Southern Cornbread Stuffing
- 6 cups cornbread, cut into 1-inch cubes*
- ¾ cup pecans, toasted and chopped
- 1 cup diced apple
- ¼ cup dried cranberries
- 4 tablespoons butter
- 1 medium onion, diced
- 2 stalks celery, diced
- 2 tablespoons chopped fresh parsley
- 1 tablespoon chopped fresh rosemary
- 1 tablespoon chopped fresh sage
- 1 teaspoon chopped fresh thyme
- 2 large eggs, lightly beaten
- ½ teaspoon salt
- ¼ teaspoon pepper
- 2 cups chicken broth, plus more if needed
- Preheat oven to 375 degrees F. Spray a 2-quart baking dish with cooking spray and set aside.

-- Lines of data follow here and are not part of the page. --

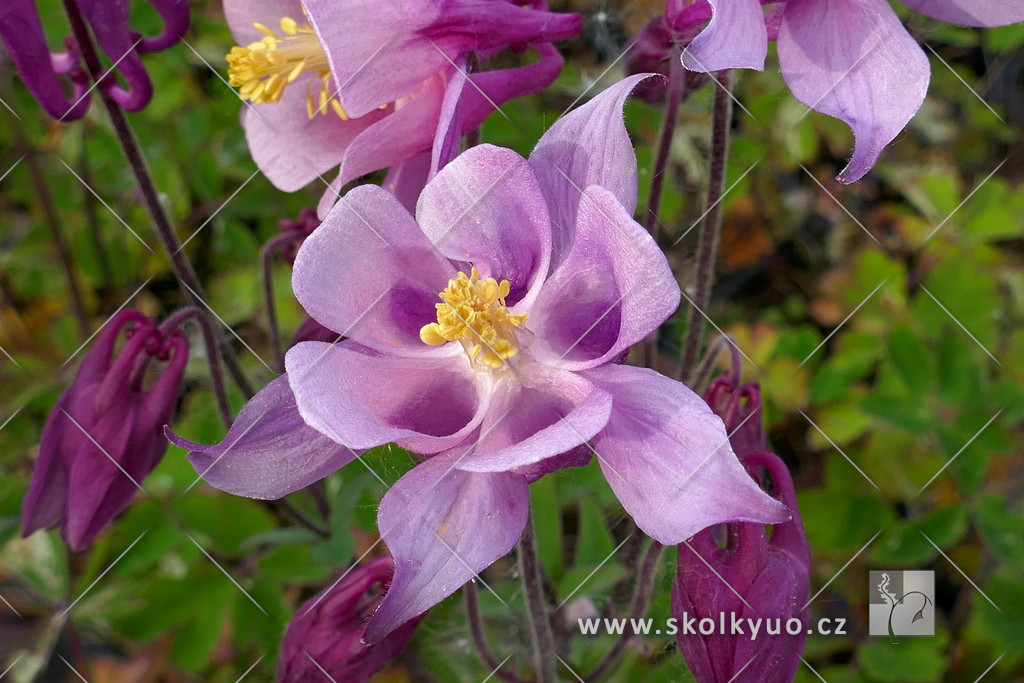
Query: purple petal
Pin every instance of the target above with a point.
(449, 136)
(406, 180)
(44, 502)
(369, 272)
(971, 12)
(293, 150)
(363, 399)
(269, 452)
(486, 209)
(537, 415)
(491, 89)
(613, 289)
(406, 132)
(175, 14)
(668, 459)
(587, 146)
(109, 20)
(735, 38)
(443, 525)
(241, 15)
(853, 60)
(400, 44)
(22, 32)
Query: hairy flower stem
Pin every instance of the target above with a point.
(129, 145)
(702, 375)
(91, 219)
(540, 617)
(675, 96)
(646, 574)
(202, 317)
(480, 638)
(650, 222)
(710, 227)
(53, 224)
(269, 250)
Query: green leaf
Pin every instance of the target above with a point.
(912, 359)
(1001, 528)
(594, 542)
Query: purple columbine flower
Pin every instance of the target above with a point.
(324, 637)
(851, 59)
(105, 432)
(22, 32)
(360, 85)
(753, 580)
(486, 335)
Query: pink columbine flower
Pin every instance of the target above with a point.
(486, 334)
(105, 432)
(360, 84)
(851, 59)
(22, 32)
(323, 640)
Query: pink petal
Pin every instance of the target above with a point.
(971, 12)
(486, 209)
(293, 150)
(363, 399)
(587, 146)
(735, 38)
(853, 60)
(369, 272)
(613, 289)
(268, 452)
(668, 459)
(538, 414)
(443, 525)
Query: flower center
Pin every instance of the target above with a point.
(262, 70)
(473, 313)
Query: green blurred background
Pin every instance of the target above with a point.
(883, 321)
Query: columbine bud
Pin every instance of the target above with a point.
(22, 31)
(324, 637)
(105, 432)
(753, 581)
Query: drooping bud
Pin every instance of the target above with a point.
(104, 434)
(753, 579)
(325, 636)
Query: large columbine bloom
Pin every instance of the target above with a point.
(851, 59)
(360, 84)
(486, 335)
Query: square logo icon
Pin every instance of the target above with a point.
(901, 603)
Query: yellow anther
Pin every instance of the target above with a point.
(262, 70)
(473, 312)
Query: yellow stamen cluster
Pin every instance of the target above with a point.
(262, 70)
(473, 313)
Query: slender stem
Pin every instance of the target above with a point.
(702, 374)
(540, 621)
(480, 638)
(133, 153)
(296, 514)
(320, 500)
(91, 219)
(269, 250)
(647, 571)
(710, 227)
(202, 317)
(675, 96)
(53, 224)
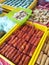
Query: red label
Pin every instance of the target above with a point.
(3, 62)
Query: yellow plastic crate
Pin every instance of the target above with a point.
(6, 60)
(1, 1)
(41, 43)
(32, 5)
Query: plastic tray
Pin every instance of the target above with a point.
(17, 21)
(11, 14)
(32, 5)
(6, 60)
(35, 55)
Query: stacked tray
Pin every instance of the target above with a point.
(23, 47)
(26, 4)
(40, 15)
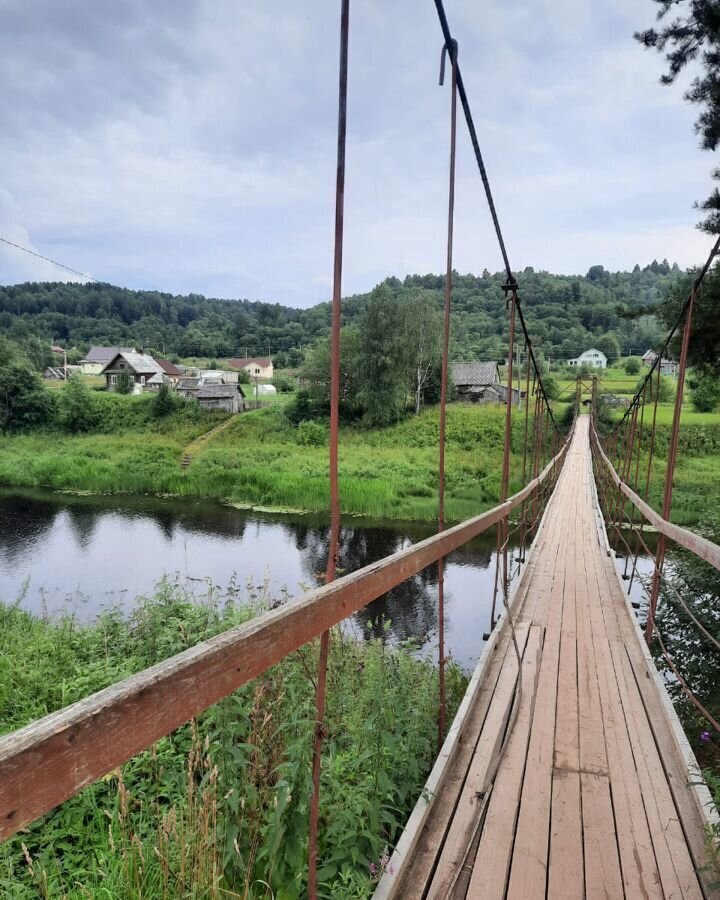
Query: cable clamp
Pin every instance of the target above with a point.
(452, 49)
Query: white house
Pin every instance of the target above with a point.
(256, 367)
(592, 357)
(667, 366)
(98, 357)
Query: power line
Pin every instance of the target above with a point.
(47, 259)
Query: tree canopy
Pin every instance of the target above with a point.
(566, 314)
(694, 38)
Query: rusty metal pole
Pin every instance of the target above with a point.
(334, 431)
(523, 535)
(505, 485)
(670, 469)
(443, 381)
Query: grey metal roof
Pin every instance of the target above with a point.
(474, 373)
(208, 391)
(140, 363)
(105, 354)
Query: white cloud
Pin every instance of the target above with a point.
(190, 146)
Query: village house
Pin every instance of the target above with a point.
(477, 382)
(592, 357)
(60, 373)
(142, 369)
(256, 367)
(98, 357)
(229, 397)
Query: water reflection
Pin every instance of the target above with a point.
(91, 552)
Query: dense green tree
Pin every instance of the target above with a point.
(666, 391)
(610, 346)
(77, 410)
(565, 314)
(705, 391)
(381, 366)
(694, 38)
(704, 349)
(25, 402)
(422, 327)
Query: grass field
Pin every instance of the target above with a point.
(262, 461)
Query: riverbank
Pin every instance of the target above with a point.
(260, 461)
(221, 805)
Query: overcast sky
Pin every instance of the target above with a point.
(189, 145)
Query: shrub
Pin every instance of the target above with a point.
(283, 384)
(77, 407)
(665, 393)
(311, 433)
(706, 392)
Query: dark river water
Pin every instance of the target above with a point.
(87, 553)
(61, 552)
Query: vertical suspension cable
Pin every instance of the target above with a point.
(452, 49)
(523, 534)
(670, 469)
(505, 485)
(334, 430)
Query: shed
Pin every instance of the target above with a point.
(229, 397)
(477, 382)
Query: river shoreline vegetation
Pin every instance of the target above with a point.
(221, 805)
(261, 459)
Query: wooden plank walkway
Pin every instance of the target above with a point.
(593, 797)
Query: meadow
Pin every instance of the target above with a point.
(219, 808)
(261, 460)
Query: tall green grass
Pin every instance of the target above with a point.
(258, 460)
(220, 807)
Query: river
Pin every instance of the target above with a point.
(61, 552)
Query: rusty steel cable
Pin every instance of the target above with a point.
(443, 380)
(671, 460)
(511, 280)
(334, 432)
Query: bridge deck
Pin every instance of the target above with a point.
(591, 798)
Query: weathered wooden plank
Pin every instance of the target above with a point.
(528, 873)
(76, 746)
(492, 863)
(640, 873)
(566, 861)
(463, 826)
(700, 546)
(422, 841)
(603, 879)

- In a large bowl, combine cornbread, pecans, apple, and cranberries. Set aside.
- In a large skillet, melt butter over medium-high heat. Add onions and celery, cooking until tender (about 5-7 minutes). Add herbs (parsley, rosemary, sage, and thyme), and cook until fragrant (about 1 more minute).
- Transfer onion and herb mixture to the large bowl with the cornbread. Add eggs, salt and pepper; stir to combine. Stir in the chicken broth until the stuffing is moistened (you may need more than 2 cups).
- Transfer the stuffing into the prepared baking dish.
- Bake (uncovered) until golden, about 45 minutes.